恋に涙を花にはキスを【コミカライズ連載中】
「あっ!」
間違いなく、あの日失くした、イチゴのチャーム。
急いで両手を出すと、赤いガラスのイチゴとコットンパールがシャラと音を立てて手のひらに落とされた。
「良かった……すっごい、探したんです……」
「……大したもんでもないのに」
「大事なんですっ」
もう見つからないだろうと諦めていたから、本当に嬉しい。
大事に両手で包んで、思わずキスしてしまったくらい嬉しい。
しばらくそうしていると、つ、と頬を指で撫でられ、そのまま顎を擽られ誘われるように顔を上げた。

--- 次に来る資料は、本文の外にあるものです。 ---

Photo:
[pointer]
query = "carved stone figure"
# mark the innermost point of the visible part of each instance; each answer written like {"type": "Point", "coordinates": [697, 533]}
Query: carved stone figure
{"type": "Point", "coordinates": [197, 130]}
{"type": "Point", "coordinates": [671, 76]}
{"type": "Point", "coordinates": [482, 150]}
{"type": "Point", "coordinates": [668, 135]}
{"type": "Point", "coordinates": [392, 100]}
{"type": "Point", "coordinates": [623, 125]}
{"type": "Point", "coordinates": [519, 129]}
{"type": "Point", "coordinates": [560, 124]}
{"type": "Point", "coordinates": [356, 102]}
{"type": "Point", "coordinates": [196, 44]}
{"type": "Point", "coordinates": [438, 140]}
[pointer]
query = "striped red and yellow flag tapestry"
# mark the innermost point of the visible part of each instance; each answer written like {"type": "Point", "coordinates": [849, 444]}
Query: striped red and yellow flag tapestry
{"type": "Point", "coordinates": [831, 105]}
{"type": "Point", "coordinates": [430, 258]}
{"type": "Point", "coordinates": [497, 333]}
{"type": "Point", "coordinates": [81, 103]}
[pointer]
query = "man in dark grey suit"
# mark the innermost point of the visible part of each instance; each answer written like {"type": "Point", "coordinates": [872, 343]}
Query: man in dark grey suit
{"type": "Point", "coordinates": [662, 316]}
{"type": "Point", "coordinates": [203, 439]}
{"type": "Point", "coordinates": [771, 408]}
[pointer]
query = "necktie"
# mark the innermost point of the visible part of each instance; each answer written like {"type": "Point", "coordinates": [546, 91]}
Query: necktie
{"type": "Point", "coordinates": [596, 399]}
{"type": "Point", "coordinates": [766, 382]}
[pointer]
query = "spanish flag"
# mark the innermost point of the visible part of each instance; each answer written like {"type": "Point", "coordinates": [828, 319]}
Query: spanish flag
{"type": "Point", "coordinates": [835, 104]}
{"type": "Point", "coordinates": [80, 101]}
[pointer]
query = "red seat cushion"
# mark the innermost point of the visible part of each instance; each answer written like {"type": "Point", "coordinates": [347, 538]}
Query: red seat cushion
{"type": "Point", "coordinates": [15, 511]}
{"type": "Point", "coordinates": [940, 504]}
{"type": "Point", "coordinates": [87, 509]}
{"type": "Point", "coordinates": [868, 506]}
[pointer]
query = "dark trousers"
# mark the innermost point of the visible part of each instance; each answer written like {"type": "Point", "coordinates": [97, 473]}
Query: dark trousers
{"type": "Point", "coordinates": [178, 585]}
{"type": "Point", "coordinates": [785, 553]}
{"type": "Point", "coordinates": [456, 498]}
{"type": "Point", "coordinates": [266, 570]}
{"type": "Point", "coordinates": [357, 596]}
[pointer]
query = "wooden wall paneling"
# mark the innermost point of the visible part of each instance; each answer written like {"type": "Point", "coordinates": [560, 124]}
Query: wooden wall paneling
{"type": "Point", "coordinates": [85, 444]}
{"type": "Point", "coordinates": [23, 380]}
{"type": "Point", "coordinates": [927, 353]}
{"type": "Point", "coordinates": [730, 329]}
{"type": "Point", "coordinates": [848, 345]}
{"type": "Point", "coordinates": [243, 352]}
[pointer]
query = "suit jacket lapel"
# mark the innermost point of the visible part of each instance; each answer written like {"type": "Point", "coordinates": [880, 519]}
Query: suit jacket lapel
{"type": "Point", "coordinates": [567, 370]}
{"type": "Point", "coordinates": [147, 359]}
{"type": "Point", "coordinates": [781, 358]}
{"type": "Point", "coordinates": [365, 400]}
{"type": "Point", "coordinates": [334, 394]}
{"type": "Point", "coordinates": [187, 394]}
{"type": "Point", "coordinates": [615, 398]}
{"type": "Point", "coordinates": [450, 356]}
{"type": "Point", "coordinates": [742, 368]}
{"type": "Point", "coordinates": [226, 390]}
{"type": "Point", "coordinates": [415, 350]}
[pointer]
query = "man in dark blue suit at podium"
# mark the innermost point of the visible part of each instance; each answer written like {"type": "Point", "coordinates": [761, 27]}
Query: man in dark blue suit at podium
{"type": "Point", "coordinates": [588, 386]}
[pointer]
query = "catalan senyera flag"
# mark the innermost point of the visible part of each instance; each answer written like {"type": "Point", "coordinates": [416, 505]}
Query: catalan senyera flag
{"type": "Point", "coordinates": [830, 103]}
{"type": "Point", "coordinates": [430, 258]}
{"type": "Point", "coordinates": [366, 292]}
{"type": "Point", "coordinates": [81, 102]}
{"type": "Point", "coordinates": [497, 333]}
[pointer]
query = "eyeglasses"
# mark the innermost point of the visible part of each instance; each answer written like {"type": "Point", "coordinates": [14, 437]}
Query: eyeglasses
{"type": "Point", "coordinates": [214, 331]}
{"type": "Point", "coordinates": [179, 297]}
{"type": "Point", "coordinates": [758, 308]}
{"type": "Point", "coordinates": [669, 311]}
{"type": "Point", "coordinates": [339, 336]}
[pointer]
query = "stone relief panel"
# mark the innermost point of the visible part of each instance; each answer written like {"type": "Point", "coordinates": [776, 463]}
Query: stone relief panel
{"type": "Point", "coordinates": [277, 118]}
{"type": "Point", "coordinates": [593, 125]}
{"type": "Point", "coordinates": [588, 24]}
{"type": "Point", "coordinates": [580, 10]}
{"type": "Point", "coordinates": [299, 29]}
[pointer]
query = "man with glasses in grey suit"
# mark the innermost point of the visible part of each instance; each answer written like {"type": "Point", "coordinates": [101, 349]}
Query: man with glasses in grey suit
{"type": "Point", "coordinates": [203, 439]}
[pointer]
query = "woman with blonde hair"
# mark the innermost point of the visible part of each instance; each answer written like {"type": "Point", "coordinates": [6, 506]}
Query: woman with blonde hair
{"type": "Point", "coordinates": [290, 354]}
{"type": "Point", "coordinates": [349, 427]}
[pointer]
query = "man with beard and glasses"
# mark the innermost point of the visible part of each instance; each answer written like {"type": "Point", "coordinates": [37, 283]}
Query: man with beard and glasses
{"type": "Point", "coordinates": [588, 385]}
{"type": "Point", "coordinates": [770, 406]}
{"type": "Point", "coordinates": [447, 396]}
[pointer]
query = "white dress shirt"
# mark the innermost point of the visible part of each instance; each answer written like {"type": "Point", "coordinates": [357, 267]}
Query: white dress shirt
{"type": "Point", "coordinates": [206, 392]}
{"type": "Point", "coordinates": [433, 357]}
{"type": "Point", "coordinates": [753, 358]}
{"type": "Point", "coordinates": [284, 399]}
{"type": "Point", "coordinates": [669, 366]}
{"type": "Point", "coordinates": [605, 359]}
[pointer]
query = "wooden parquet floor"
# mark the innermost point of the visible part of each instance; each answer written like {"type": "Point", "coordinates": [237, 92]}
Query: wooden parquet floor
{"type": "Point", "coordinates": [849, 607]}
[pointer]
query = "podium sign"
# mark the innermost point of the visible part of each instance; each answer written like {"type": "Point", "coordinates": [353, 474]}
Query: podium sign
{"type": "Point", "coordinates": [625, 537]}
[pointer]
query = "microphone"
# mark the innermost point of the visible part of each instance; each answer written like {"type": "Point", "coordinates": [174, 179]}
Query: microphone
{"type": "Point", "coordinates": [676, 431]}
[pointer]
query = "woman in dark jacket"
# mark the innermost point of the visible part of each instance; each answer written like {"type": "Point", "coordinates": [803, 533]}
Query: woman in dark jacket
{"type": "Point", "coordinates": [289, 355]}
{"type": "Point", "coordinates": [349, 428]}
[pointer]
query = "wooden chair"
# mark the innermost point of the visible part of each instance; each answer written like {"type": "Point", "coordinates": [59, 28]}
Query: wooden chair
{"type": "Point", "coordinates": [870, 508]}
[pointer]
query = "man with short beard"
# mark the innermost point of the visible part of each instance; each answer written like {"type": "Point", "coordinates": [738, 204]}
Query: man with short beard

ちゅ、と一度啄まれてから、様子を伺うように何度も小さなキスが繰り返される。
少し間を空けて、彼が私の横髪を指ですきながら耳にかける。
その指が、まるでついでのように私の耳を上から下まで辿って、ぞくぞくと肩が震えた。
「今日は、うちに泊まる?」
靄でかすんだようにぼんやりと頷く、その間も瞼や頬にキスが降る。
だけど。
「じゃあ先にシャワーしてゆっくりしようか」
途端に、ぴきっと固まる私。
シャワーと聞いただけで、その先を促されたように感じた私は、意識し過ぎなんだろうか。
東屋さんの顔が、可笑しそうにくしゃっと歪んだ。
「色々言ったのは冗談。いきなりそんながっつかねえよ」
「えっ?」
「まあ、味見はするけど」
あ、じ、み。
引き続き固まったままの私の唇は、呆気なく深いキスで奪われる。
どこからどこまでが味見の行為なのか、私には判断が出来ない。